Mid-East Realitieswww.middleeast.org

THE STAGE IS NOW SET

July 7, 2001

"The Point of No Return"

MID-EAST REALITIES © - www.MiddleEast.Org - Washington - 7/07: This is the way such things are done these days. Lots of testing of the waters. Lots of preparing the way. Lots of trial balloons. If (probably no longer when) the Israelis "remove" Arafat one way or another -- just as it was they who put him where he is in the first place -- it will no longer come as such a great shock. Same with the tanks, the trenches, the home demolitions, the sniper assassinations, even the F-16s...less shocking now that we have seen them all in operation before.

Sharon has carefully prepared to the future he has in mind. For weeks now various personalities, including Shimon Peres for reasons of his own and some in the U.S. Government for reasons of their own -- all having little to do with actually helping the Palestinian people whose standard of living and freedoms have streadily shrunk since the Arafat "Authority" was imposed on them -- have attempted to put restraints in Sharon's way. But Sharon's has craftily positioned himself as this article in today's Guardian suggests; and he has done much to provoke the very Palestinian "outrages" ahead that are sooner or later inevitable under the conditions he has brought about.
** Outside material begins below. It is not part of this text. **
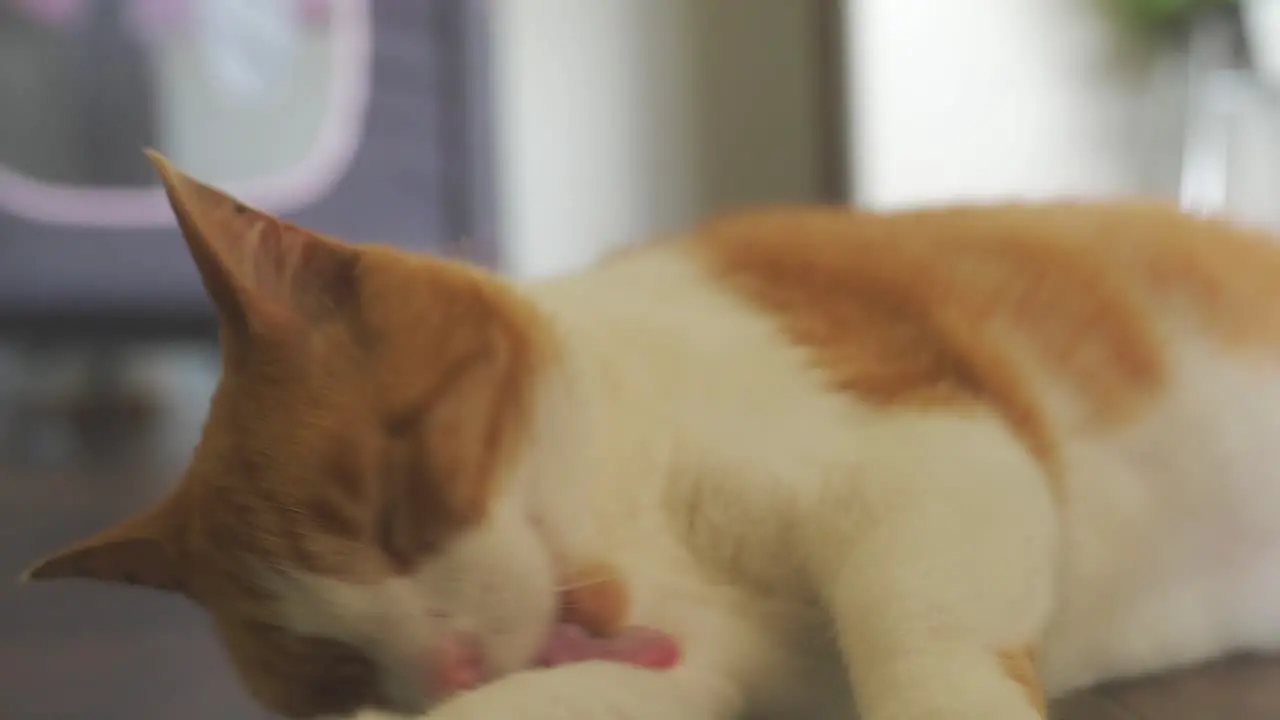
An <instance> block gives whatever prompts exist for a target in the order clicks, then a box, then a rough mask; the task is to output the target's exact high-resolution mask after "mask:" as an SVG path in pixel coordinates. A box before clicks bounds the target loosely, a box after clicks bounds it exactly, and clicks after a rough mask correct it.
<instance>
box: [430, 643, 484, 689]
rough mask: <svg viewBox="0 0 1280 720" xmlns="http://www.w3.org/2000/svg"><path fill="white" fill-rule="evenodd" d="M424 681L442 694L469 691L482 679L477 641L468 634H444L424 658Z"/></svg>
mask: <svg viewBox="0 0 1280 720" xmlns="http://www.w3.org/2000/svg"><path fill="white" fill-rule="evenodd" d="M424 671H425V673H426V675H428V676H426V680H428V684H429V687H433V688H435V691H436V692H439V693H440V694H443V696H451V694H453V693H458V692H463V691H470V689H472V688H476V687H479V685H480V683H483V682H484V679H485V667H484V656H483V653H481V652H480V641H479V638H476V637H475V634H472V633H463V632H452V633H449V634H447V635H445V637H444V638H443V639H442V641H440V643H439V644H438V646H436V647H435V650H434V652H431V653H430V657H429V659H428V660H426V667H424Z"/></svg>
ISRAELI CABINET SPLIT OVER STRIKE TO REMOVE ARAFAT

By Ewen MacAskill, in Jerusalem

[The Guardian, Saturday - 7 July] The Israeli Government coalition is in turmoil after a row over the previously unthinkable option of whether to launch a massive military strike to topple the Palestinian leader, Mr Yasser Arafat.

The decision has been put on hold, though the Prime Minister, Mr Ariel Sharon, is said to be in favour if there is further Palestinian "outrage" against Israel, the Hebrew press says.
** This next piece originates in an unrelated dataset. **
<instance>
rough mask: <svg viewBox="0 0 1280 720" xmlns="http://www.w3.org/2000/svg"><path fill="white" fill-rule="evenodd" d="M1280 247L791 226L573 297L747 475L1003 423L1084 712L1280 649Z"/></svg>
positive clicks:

Two right-wing ministers, pushing for the harder line against Mr Arafat, said they would boycott the Cabinet indefinitely because of its failure to agree to a military strike.

Labour's Foreign Minister, Mr Shimon Peres, detested by the Right for having signed the Oslo peace agreement with Mr Arafat eight years ago, resisted the move to escalate the military campaign.

But the Hebrew daily Ma'ariv said Mr Sharon favoured removing Mr Arafat, and quoted "confidants" of the prime minister as saying the Palestinian leader was more trouble than he was worth for Israel.

It said the confidants predicted a military strike would be launched in the event of another Palestinian outrage, and Mr Sharon had reached "the point of no return".

Questioned at a news conference in Berlin, on the first leg of a two-day trip to Germany and France, Mr Sharon denied the report.

"We don't involve ourselves in the question of who stands at the head of another authority," he said. However, he added that Israel did have a problem with Mr Arafat's pattern of behaviour.

The toppling of Mr Arafat could prove too big a gamble for Israel; the anger of both the Palestinians and the world would be enormous, and the chaos that would follow could benefit Islamic militant groups, such as Hamas.

In radio interviews on Thursday, Mr Peres ridiculed his right-wing colleagues.

"They [the ministers] have proposals, and afterwards air them on the radio, on how the uprising can be ended at the drop of a hat. I have the unpleasant duty to act as a brake."

Two right-wing politicians, the Infrastructure Minister, Mr Avigdor Lieberman, and the Tourism Minister, Mr Rehavam Ze'evi, plan to boycott the cabinet. The Labour and Social Affairs Minister, Mr Shlomo Benizri, was also reported to have pushed for military action, but did not join the boycott.

During Cabinet exchanges, one minister said: "Who could be worse than Arafat?" Mr Peres, who regards excessive military force as counter-productive, retorted: "Hamas."

But even the Defence Minister, Mr Binyamin Ben-Eliezer, Mr Peres's Labour Party colleague, said Mr Arafat had completed his role as a leader of peace.

There were Palestinians who were more pragmatic and with whom it would be possible to continue the peace process. He did not name names.

There is no obvious successor to Mr Arafat; the next leader could be one of his colleagues from his days in exile in Tunis and Beirut or, more likely, one of the younger generation born and brought up on the West Bank and Gaza.

Belgium says it opposes a war crimes investigation against Mr Sharonover his role in the 1982 massacre of Palestinian refugees by a Lebanese Christian militia allied to the Jewish state.

Brussels has been embarrassed by a lawsuit brought in Belgium last month by a group of Palestinian refugees demanding that Mr Sharon be prosecuted for acts of genocide, crimes against humanity and war crimes, The Daily Telegraph reported.